Dans son allocution, Angeline Kel a rappelé que l’observation électorale n’est pas une fin en soi, mais un outil au service de la démocratie. Elle a salué l’engagement des observateurs, qui ont bravé parfois des conditions difficiles pour assurer une couverture représentative du scrutin. Elle a également insisté sur la responsabilité des autorités électorales et des acteurs politiques à respecter les règles du jeu démocratique.
« La crédibilité d’un processus électoral repose sur la transparence, l’inclusivité et la confiance des citoyens. Notre mission continuera à suivre avec attention l’acheminement, la centralisation et la publication des résultats, afin d’évaluer l’intégrité du vote des Centrafricains », a-t-elle déclaré.

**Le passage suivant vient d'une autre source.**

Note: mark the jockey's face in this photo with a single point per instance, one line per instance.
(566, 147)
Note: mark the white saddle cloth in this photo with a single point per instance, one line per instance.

La MOE-RAC poursuivra son observation jusqu’à la proclamation officielle des résultats. Elle prévoit de publier un rapport final détaillé, incluant des recommandations pour améliorer les futurs processus électoraux. Parmi les pistes évoquées : Renforcer la formation des agents électoraux. Améliorer la logistique et la ponctualité des opérations. Garantir une meilleure communication avec les électeurs. Consolider la sécurité dans les zones sensibles. Promouvoir un dialogue inclusif entre les acteurs politiques et la société civile.
La déclaration préliminaire du Réseau Arc-en-Ciel constitue une étape cruciale dans l’évaluation des législatives du 26 avril 2026. Elle témoigne de l’importance de l’observation indépendante pour garantir des élections crédibles et renforcer la démocratie en République centrafricaine.
En attendant la publication des résultats officiels, le message du RAC est clair : vigilance, transparence et responsabilité doivent guider chaque étape du processus. Pour les citoyens, cette mission est un gage que leur voix compte et que la RCA continue son chemin vers une démocratie durable.